Women's conference was good. I missed church due to having to go to a party I was committed to, but at least I got to see a lot of people earlier in the day and learned a lot. Things are getting back to good! Can't wait to sleep in tomorrow.

Monday, March 14, 2011

oh hey.

my weekend was super busy, because of working friday night, and then having church all the day saturday. mark darling broke my heart and then told the pieces it was going to be alright, and that God is always good and worth running for. so basically the rest of my weekend was a good reminder of that. encouraging talk with keaton and ashlie after church, and i am excited for the changes that are coming about after this weekend. on sunday i had to have a difficult conversation with a friend. which, oops, was way harder after a bike ride (I AM OUT OF SHAPE AGAIN). but things are going to be good. that's really all i feel like i can say.

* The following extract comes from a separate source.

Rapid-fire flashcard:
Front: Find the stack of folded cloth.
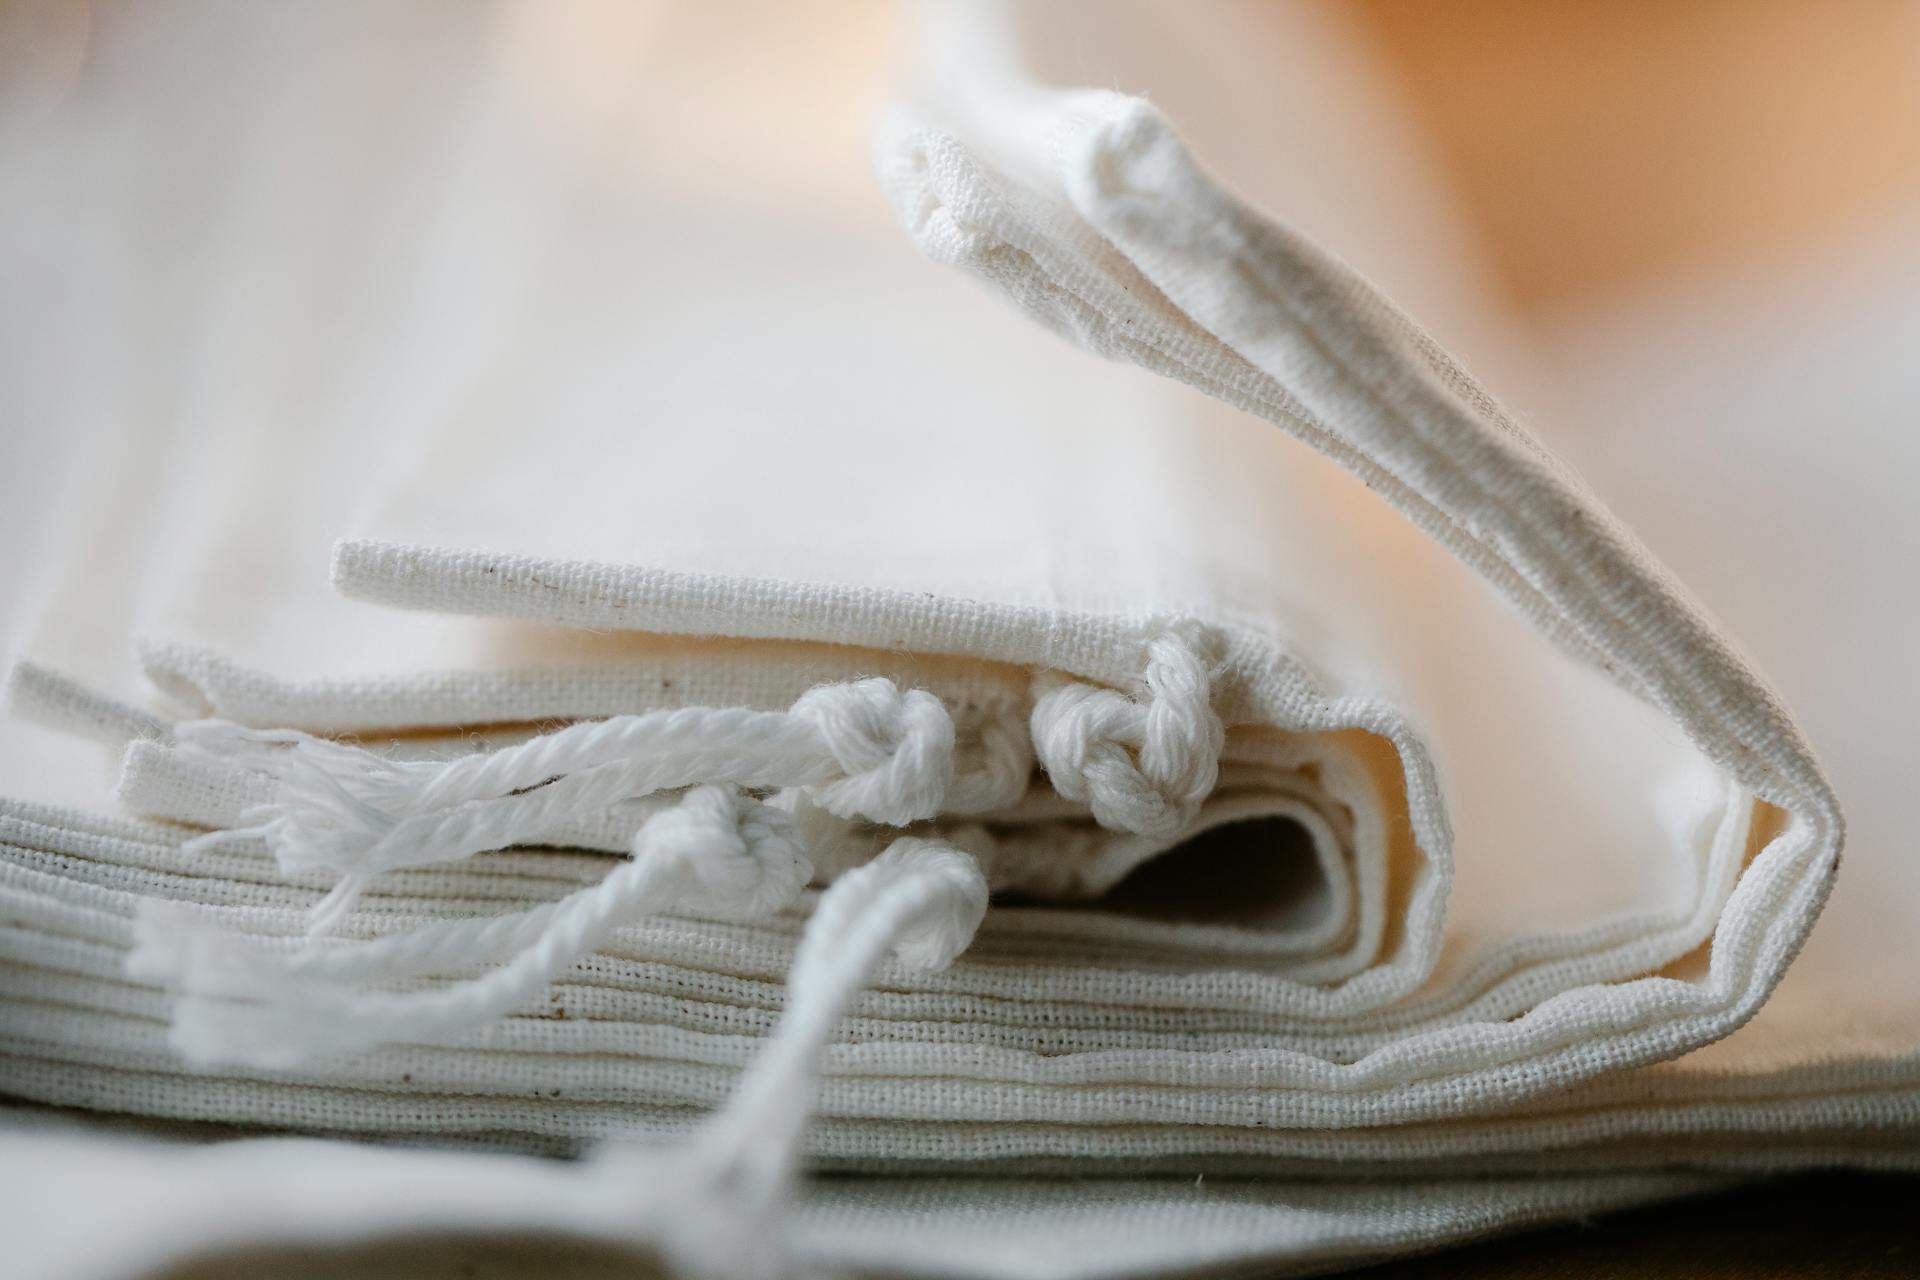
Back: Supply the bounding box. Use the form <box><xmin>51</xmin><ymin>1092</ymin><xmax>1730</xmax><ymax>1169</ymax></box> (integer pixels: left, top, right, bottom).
<box><xmin>3</xmin><ymin>3</ymin><xmax>1915</xmax><ymax>1276</ymax></box>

i didn't really think it was possible for my heart to hurt so much for a place i've only been once. but it does, and i found myself crying all the way up until falling asleep about not being there this summer. i think i need to go back to michigan instead.

Thursday, March 10, 2011

looking at classes for next semester makes me nervous, like for some reason i was just thinking i wouldn't have to do this again. but i won't pretend like taking workout classes to fill up space won't be fun. except spanish so early in the morning will turn me into a zombie. a zombie that knows a lot about subjunctives, hopefully. today i picked up the phone to call somebody and had to fight speaking to them in spanish instead of english. it was a weird feeling. my brain is being trained to accept this.

violins and stacatto. little sleep. passing credit union tests with a 97%. not getting yelled at. hurt. smile. headphones. bus driver leaving a girl running. sunshine through the windows at work. prayer journals. patrick watson. vacation planning and fund saving. grilled cheese. thinking too much. weekdays are all over the place.

Tuesday, March 8, 2011

i wrote a paper about javier bardem for spanish class tonight, which was sort of depressing because the guy is nuts. he is a staunch atheist, and was saying that even though he wasn't gay he would love to get married that way just to make churches angry. i don't understand why people act like that. what is the point of hating something you say that you don't even believe in? it doesn't add up for me. i don't believe in life on mars or evolution, but i don't go around hating everyone that does. it seems like a waste of emotion that could be spent on anything else. anything. anyways. that's the end of a spanish-induced rant. the Bible is always spot on about these things, when Jesus says the world will hate us.

i missed a bus or two this morning due to poorly timing my snow removal. the thing about utah though is that professors understand that, and so things were good, and i got to talk to my old boss for a bit at harmon's. it feels good to say i have a new job, and i finally work for a company whose name i don't feel ashamed telling. i guess that is part of being in the grown up world. but also the other part is headaches and responsibilities, like making sure every strange question people have is answered. and people have a lot of questions for me.

Wednesday, March 2, 2011



i spent one of my weekend nights, and i can't remember which, catching up on this show. fred armisen makes me laugh so hard. portland as home has faded for me to a distant memory. i don't know if this is a sad thing or not. but the funny thing about this show is that it is never raining. so i see the same buildings, but nothing looks the same, because there are small rays of sunshine. it's sort of like a more idealistic oregon, except still with the same people that aren't so idealistic.


the wasteland by t.s. eliot. spanish done. day off. spicy food. this american life (tv and radio). talking to the brother. sweet text messages. house church. wednesday is becoming my favorite day of the week, except the weekends i cherish.